Two authentication modes — pick one:

IRSA (recommended on EKS) — annotate the ServiceAccount with the IAM role ARN. The operator's reconcileServiceAccount only updates labels, so external annotations survive reconciliation:

kubectl annotate serviceaccount chatcli-bedrock -n <ns> \
  eks.amazonaws.com/role-arn=arn:aws:iam::123456789012:role/chatcli-bedrock

The Secret then only needs the region:

apiVersion: v1
kind: Secret
metadata:
  name: chatcli-bedrock-keys
type: Opaque
stringData:
  BEDROCK_REGION: "us-east-1"

Static IAM user keys — full credentials in the Secret:

apiVersion: v1
kind: Secret
metadata:
  name: chatcli-bedrock-keys
type: Opaque
stringData:
  AWS_ACCESS_KEY_ID: "AKIA..."
  AWS_SECRET_ACCESS_KEY: "..."
  # AWS_SESSION_TOKEN: "..."                   # optional, for STS
  BEDROCK_REGION: "us-east-1"
  # Corporate proxy / private CA (optional):
  # CHATCLI_BEDROCK_CA_BUNDLE: "/etc/ssl/corp-ca-bundle.pem"

Minimum IAM policy:

{
  "Version": "2012-10-17",
  "Statement": [
    {
      "Effect": "Allow",
      "Action": [
        "bedrock:InvokeModel",
        "bedrock:InvokeModelWithResponseStream",
        "bedrock:ListFoundationModels",
        "bedrock:ListInferenceProfiles"
      ],
      "Resource": "*"
    }
  ]
}

See the Bedrock feature docs for model ids, inference profiles, and corporate-proxy troubleshooting.

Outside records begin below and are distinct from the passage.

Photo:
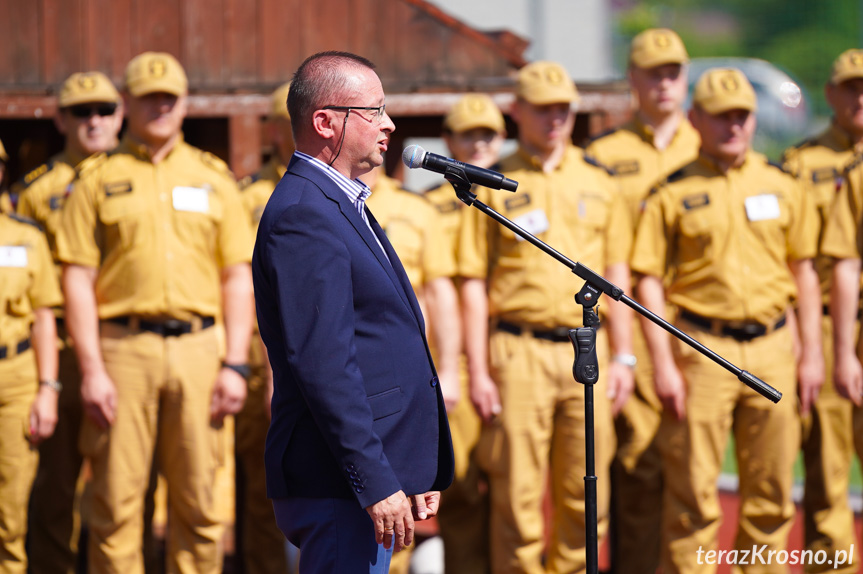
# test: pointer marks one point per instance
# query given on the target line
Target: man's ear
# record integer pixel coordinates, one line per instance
(322, 123)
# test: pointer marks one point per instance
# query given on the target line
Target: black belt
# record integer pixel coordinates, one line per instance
(559, 335)
(166, 327)
(825, 310)
(738, 331)
(19, 348)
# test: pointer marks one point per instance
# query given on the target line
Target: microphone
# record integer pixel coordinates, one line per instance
(414, 156)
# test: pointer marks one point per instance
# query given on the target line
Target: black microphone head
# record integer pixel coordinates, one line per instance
(413, 156)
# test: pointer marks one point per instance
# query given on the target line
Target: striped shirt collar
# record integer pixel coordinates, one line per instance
(356, 190)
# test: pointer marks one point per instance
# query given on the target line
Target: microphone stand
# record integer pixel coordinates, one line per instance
(585, 369)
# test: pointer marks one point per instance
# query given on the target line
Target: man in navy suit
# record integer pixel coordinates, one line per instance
(359, 444)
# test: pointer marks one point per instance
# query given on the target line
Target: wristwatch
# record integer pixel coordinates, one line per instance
(244, 370)
(52, 384)
(625, 359)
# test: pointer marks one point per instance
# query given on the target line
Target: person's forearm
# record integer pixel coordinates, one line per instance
(475, 320)
(619, 315)
(844, 302)
(44, 337)
(442, 301)
(82, 316)
(651, 294)
(809, 306)
(238, 308)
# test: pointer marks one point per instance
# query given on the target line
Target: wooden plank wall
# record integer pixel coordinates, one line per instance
(237, 45)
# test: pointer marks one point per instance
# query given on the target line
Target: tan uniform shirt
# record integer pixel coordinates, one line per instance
(723, 240)
(159, 234)
(27, 279)
(843, 231)
(638, 165)
(820, 164)
(450, 212)
(410, 223)
(577, 209)
(44, 191)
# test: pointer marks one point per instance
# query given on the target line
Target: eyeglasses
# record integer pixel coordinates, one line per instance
(377, 117)
(84, 111)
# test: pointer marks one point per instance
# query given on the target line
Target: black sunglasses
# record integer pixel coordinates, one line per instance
(86, 110)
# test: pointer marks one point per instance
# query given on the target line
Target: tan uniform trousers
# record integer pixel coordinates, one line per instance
(828, 448)
(55, 513)
(463, 516)
(636, 474)
(263, 544)
(164, 386)
(539, 439)
(767, 439)
(18, 461)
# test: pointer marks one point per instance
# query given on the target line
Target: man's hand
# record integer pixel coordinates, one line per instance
(425, 505)
(621, 382)
(485, 398)
(229, 394)
(393, 520)
(43, 414)
(848, 377)
(671, 388)
(99, 397)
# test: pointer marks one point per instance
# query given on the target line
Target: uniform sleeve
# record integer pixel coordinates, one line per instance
(619, 231)
(45, 289)
(473, 247)
(76, 238)
(842, 234)
(650, 248)
(803, 234)
(235, 241)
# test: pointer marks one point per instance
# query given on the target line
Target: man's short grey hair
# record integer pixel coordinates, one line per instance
(320, 81)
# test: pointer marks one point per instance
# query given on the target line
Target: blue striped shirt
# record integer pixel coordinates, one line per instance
(357, 191)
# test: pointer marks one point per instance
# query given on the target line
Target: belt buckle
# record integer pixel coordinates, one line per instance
(174, 328)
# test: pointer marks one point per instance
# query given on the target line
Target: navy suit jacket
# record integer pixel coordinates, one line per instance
(357, 409)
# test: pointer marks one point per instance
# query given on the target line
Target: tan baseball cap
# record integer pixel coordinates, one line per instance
(473, 111)
(279, 102)
(87, 88)
(722, 89)
(152, 72)
(848, 66)
(543, 83)
(656, 47)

Anomaly (Auto-created by WatcherBridge)

apiVersion: platform.chatcli.io/v1alpha1
kind: Anomaly
metadata:
  name: watcher-highrestartcount-api-gateway-1234567890
  namespace: production
spec:
  signalType: pod_restart      # pod_restart, oom_kill, pod_not_ready, deploy_failing
  source: watcher
  severity: warning
  resource:
    kind: Deployment
    name: api-gateway
    namespace: production
  description: "HighRestartCount on api-gateway: container app restarted 8 times"
  detectedAt: "2026-02-16T10:30:00Z"

Issue (Auto-created by AnomalyReconciler)

apiVersion: platform.chatcli.io/v1alpha1
kind: Issue
metadata:
  name: api-gateway-pod-restart-1771276354
  namespace: production
spec:
  severity: high
  source: watcher
  signalType: pod_restart       # Propagated from Anomaly for tiered Runbook matching
  description: "Correlated incident: pod_restart on api-gateway"
  resource:
    kind: Deployment
    name: api-gateway
    namespace: production
  riskScore: 65
status:
  state: Analyzing
  remediationAttempts: 0
  maxRemediationAttempts: 3

AIInsight (Auto-created by IssueReconciler)

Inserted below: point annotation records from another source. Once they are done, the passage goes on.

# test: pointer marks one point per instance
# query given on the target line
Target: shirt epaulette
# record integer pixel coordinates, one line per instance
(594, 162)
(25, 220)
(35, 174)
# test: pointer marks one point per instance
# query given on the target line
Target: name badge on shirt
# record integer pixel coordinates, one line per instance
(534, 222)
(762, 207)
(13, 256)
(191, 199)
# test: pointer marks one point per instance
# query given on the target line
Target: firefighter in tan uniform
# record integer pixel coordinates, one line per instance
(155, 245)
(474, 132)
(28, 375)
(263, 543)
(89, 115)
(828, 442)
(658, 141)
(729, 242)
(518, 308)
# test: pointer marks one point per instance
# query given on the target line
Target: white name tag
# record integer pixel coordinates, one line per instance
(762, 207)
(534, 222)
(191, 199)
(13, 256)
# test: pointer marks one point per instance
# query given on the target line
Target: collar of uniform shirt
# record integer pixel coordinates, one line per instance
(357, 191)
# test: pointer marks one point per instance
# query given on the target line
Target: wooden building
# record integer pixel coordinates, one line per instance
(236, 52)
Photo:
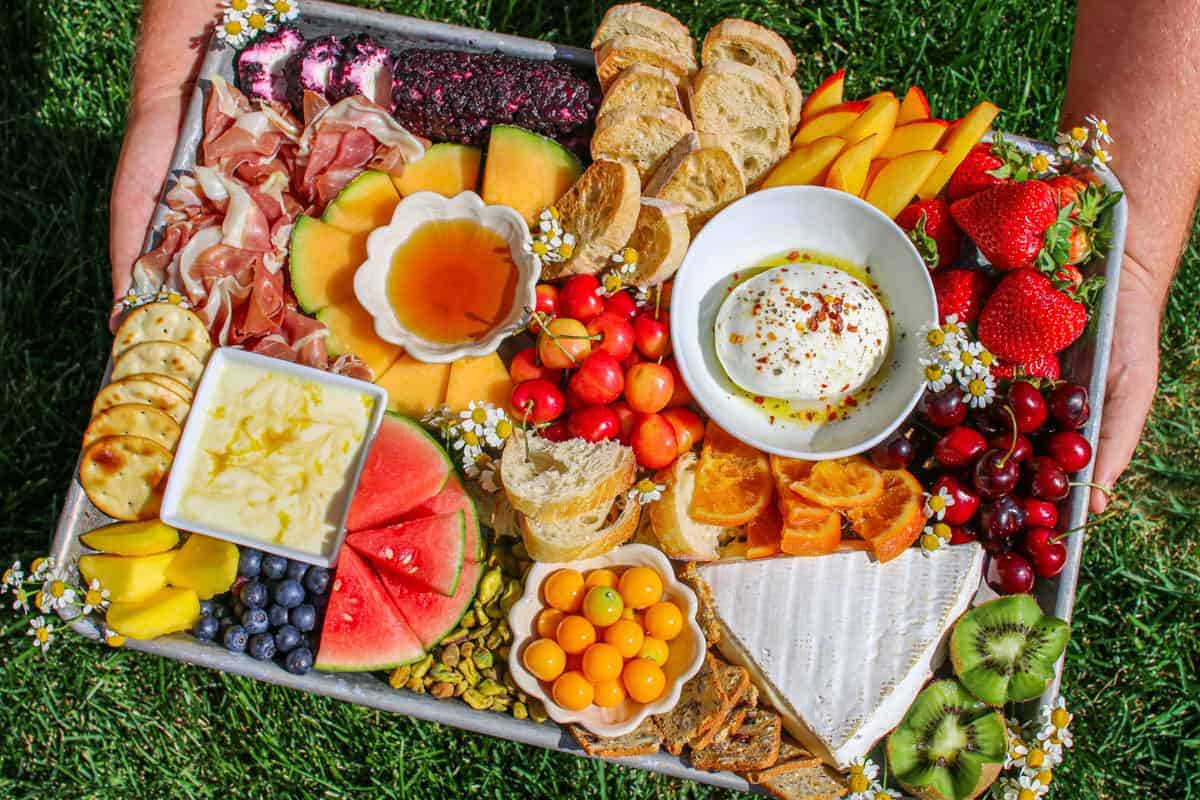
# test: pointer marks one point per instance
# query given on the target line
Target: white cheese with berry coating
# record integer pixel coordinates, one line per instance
(802, 331)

apiVersion: platform.chatcli.io/v1alpha1
kind: AIInsight
metadata:
  name: api-gateway-pod-restart-1771276354-insight
  namespace: production
spec:
  issueRef:
    name: api-gateway-pod-restart-1771276354
  provider: CLAUDEAI
  model: claude-sonnet-4-5
status:
  analysis: "High restart count caused by OOMKilled. Container memory limit (512Mi) insufficient for current workload."
  confidence: 0.87
  recommendations:
    - "Increase memory limit to 1Gi"
    - "Investigate memory leak in application"
  suggestedActions:
    - name: "Restart deployment"
      action: RestartDeployment
      description: "Restart pods to reclaim leaked memory"
    - name: "Scale up replicas"
      action: ScaleDeployment
      description: "Add replicas to distribute memory pressure"
      params:
        replicas: "4"
  generatedAt: "2026-02-16T10:31:00Z"

RemediationPlan (Auto-created from Runbook)

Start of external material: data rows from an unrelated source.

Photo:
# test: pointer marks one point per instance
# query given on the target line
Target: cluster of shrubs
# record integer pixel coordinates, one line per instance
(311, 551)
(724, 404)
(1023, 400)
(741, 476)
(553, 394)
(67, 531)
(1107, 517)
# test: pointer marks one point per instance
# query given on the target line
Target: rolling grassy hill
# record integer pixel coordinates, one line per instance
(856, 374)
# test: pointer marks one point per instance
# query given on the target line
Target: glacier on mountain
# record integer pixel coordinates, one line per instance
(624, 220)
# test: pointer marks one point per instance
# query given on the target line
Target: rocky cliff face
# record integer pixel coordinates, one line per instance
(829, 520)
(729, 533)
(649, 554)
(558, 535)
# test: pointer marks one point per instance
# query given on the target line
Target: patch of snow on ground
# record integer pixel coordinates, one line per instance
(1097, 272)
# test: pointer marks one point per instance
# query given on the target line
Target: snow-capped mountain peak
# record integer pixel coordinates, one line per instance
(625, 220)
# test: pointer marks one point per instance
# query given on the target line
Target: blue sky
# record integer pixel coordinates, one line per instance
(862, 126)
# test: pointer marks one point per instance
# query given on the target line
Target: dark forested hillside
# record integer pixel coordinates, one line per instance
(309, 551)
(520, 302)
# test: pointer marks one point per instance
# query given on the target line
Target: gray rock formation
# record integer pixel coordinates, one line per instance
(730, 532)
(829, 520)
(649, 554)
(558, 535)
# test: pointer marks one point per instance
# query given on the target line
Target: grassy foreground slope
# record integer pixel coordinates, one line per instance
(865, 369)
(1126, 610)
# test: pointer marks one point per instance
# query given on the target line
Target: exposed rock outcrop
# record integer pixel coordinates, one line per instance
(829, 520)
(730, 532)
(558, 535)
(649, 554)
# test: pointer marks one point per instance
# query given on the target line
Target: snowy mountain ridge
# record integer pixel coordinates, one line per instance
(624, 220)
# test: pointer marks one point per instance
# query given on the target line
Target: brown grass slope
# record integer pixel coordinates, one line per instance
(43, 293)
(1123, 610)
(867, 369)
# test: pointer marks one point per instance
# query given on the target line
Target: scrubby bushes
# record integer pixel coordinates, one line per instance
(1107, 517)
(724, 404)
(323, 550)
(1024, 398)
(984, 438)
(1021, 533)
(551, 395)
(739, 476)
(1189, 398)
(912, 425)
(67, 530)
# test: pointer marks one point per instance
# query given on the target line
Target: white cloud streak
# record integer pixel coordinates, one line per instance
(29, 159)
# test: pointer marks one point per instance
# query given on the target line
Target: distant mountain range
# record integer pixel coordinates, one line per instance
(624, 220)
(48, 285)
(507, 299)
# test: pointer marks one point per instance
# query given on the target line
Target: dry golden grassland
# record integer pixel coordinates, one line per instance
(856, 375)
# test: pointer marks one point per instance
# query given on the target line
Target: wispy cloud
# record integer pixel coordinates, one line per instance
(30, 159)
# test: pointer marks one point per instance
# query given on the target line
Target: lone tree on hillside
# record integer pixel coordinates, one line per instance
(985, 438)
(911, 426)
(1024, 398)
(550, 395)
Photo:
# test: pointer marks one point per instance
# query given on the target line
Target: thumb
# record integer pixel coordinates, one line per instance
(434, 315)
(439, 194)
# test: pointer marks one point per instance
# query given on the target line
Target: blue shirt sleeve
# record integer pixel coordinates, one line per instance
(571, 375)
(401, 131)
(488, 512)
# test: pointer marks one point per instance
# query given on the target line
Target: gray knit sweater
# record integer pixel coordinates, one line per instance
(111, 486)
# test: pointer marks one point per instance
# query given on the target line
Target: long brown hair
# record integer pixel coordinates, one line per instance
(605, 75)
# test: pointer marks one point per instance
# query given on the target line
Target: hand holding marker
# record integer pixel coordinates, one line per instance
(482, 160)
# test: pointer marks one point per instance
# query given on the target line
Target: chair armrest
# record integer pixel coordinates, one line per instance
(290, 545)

apiVersion: platform.chatcli.io/v1alpha1
kind: RemediationPlan
metadata:
  name: api-gateway-pod-restart-1771276354-plan-1
  namespace: production
spec:
  issueRef:
    name: api-gateway-pod-restart-1771276354
  attempt: 1
  strategy: "Attempt 1 via runbook 'auto-pod-restart-high-deployment'. AI analysis: High restart count caused by OOMKilled..."
  actions:
    - type: RestartDeployment
    - type: ScaleDeployment
      params:
        replicas: "4"
  safetyConstraints:
    - "No delete operations"
    - "No destructive changes"
    - "Rollback on failure"
status:
  state: Completed
  result: "Deployment restarted and scaled to 4 replicas successfully"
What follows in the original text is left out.